You don't need to be running a modified kernel.

Editorial:
The documentation is very good.  


Druid
What it does:
Druid is a package that can be used to count how many times control passes through given points in the system.  Although much more 
limited than the Spy, it is also more interactive and perturbs the system less.  Counting breakpoints can be set on high-priority 
processes or even in code as sensitive as SafeStorage allocation.  The Druid interface provides procedures for setting, clearing, 
and querying counting breakpoints.  Counting breakpoints can either be monitored or unmonitored.  

Strategy you should use:
You can use Druid to interactively browse calling sequences.

Documentation:
DruidDoc.tioga

Requirements:
Currently you can only run Druid from within a Viewers based world.
Depends on Cirio for symbol lookup.
You can only set counting breakpoints in unoptimized code.
You don't need to be running a modified kernel.

Editorial:
The documentation is good.  
The support is likely to be spotty as there isn't anybody in CSL currently maintaining this tool.
It shouldn't be too hard to build a command line U/I for this tool so that the Viewers world requirement could be relaxed.


TimeZone
What it does:
TimeZone is a package that can be used to measure how long it takes to exeucte a piece of code.  The TimeZone interface provides 
procedures for setting, clearing, and querying timing breakpoints.  Timing breakpoints come in two flavors (though more are 
possible).  Interval breakpoints record how long it takes to get from point a program to another point in the program.  Use these, 
for example to measure how long it takes to execute a block.  IterationTiming breakpoints record how long it takes to get from a 
point in the program back to that same point.  Either type of timing breakpoint can be either monitored or unmonitored.  

Strategy you should use:
You might want to use TimeZone to help you look at the performance of a particular stretch of code.

Documentation:
TimeZoneDoc.tioga

Requirements:
Currently you can only run TimeZone from within a Viewers based world.
You can only set counting breakpoints in unoptimized code.
You don't need to be running a modified kernel.

Editorial:
The documentation is good.  
The support is likely to be spotty as there isn't anybody in CSL currently maintaining this tool.
It shouldn't be too hard to build a command line U/I for this tool so that the Viewers world requirement could be relaxed.

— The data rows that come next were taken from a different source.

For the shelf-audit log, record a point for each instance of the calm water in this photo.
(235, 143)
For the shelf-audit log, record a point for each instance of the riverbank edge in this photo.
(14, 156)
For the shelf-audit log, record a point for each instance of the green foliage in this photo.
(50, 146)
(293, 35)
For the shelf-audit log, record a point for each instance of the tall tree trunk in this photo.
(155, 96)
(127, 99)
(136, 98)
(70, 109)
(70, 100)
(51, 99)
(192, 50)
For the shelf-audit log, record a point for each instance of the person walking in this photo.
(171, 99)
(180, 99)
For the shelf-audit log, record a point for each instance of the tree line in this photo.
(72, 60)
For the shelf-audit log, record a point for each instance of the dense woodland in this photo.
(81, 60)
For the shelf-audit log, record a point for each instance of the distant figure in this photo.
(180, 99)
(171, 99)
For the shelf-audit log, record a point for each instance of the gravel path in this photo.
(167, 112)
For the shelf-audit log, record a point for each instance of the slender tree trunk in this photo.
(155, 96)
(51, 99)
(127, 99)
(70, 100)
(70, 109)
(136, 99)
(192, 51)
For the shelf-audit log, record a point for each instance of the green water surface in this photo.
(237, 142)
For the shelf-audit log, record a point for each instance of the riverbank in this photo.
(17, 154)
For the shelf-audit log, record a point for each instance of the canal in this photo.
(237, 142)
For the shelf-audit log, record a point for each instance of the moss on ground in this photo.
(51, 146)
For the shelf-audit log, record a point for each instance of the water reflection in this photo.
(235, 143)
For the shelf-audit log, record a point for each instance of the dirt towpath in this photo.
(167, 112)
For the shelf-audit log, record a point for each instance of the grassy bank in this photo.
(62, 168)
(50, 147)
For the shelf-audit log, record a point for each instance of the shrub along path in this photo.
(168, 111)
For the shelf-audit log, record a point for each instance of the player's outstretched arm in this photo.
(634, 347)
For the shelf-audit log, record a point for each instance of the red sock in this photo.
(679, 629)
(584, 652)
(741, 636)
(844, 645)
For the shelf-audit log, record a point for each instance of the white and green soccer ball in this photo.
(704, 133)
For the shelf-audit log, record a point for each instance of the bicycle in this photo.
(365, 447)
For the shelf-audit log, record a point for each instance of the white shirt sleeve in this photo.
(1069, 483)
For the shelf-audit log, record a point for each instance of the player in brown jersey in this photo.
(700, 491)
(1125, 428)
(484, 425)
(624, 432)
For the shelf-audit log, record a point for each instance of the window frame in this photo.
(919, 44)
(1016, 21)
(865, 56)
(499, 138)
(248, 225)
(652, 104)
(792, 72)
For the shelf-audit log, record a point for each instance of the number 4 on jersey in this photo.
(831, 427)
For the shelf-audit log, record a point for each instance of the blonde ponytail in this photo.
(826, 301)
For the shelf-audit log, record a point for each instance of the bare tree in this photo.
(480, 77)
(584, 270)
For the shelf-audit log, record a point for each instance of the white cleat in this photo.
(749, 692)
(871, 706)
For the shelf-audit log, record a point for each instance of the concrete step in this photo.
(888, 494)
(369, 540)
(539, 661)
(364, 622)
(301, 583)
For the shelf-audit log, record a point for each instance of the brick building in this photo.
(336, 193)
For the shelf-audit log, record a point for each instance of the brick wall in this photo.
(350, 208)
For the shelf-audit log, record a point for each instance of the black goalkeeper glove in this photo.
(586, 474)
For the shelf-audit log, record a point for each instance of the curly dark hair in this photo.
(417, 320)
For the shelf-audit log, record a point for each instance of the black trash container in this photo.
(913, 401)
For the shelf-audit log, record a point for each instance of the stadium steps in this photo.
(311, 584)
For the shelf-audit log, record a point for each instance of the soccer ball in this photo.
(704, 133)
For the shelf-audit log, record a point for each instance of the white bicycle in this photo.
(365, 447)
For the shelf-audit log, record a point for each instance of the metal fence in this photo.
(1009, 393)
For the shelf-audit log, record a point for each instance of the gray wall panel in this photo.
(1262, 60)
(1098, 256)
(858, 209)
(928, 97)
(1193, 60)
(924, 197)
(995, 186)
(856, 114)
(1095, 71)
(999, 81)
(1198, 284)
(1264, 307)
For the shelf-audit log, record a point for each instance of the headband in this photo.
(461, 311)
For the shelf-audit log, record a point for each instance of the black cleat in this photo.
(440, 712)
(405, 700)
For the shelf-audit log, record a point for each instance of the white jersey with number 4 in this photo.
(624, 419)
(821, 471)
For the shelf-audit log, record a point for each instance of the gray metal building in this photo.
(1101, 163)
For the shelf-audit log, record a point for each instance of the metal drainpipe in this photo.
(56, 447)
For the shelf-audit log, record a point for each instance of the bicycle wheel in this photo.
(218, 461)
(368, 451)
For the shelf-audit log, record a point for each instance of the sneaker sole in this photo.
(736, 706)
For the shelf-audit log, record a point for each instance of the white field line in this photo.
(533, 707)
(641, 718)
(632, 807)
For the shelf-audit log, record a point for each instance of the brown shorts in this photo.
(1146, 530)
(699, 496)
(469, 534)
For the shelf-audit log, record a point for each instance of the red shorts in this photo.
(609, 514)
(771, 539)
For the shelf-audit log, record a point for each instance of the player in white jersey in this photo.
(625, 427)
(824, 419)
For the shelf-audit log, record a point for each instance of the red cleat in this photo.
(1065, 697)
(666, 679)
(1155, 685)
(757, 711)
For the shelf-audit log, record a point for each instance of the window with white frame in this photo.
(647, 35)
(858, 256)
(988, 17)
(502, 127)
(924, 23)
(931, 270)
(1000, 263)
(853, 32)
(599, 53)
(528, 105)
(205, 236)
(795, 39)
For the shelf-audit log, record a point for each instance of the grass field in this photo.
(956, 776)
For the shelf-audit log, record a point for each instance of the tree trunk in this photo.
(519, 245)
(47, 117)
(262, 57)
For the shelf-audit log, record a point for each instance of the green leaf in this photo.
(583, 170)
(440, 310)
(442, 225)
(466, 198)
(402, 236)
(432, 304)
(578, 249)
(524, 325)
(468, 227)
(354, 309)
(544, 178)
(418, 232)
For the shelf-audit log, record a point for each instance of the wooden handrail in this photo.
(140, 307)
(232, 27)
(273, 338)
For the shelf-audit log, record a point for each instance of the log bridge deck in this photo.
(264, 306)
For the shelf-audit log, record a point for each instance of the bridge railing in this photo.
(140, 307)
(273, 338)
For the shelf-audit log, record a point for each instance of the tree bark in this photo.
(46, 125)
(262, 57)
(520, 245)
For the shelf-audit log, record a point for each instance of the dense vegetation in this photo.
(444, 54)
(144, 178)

FullStatsPackage (tentative name) 
What it does:
We have been focusing on the threads behavior of PCR and have added monitoring code to a copy of PCR that provides information 
about thread switching behavior, monitor lock usage, and condition variable usage.  The information can be gathered in one or both 
of two ways: via a hash table that gathers information for each thread, monitor lock, and condition variable in the system, and via 
two trace buffers that gather information for individual events, such as thread switches or monitor entries.  One of the trace 
buffers is the SunOS vtrace buffer in the Unix kernel.  The other trace buffer resides at the PCR level. 
Strategy you should use:
Wait until this is released.

Documentation:
None yet

Requirements:
You need to be running the modified pcr.
You need to be running a modified kernel.
It works fine with optimized code.

Editorial
I asked Marvin for this brief description just so that you'd have some idea of what they're working on.  He'd like me to restate:

Let me finish by reiterating that things are in flux and that we're not sure how much of our code should make its way into any 
"released" version of PCR.  That's something for discussion, I suppose.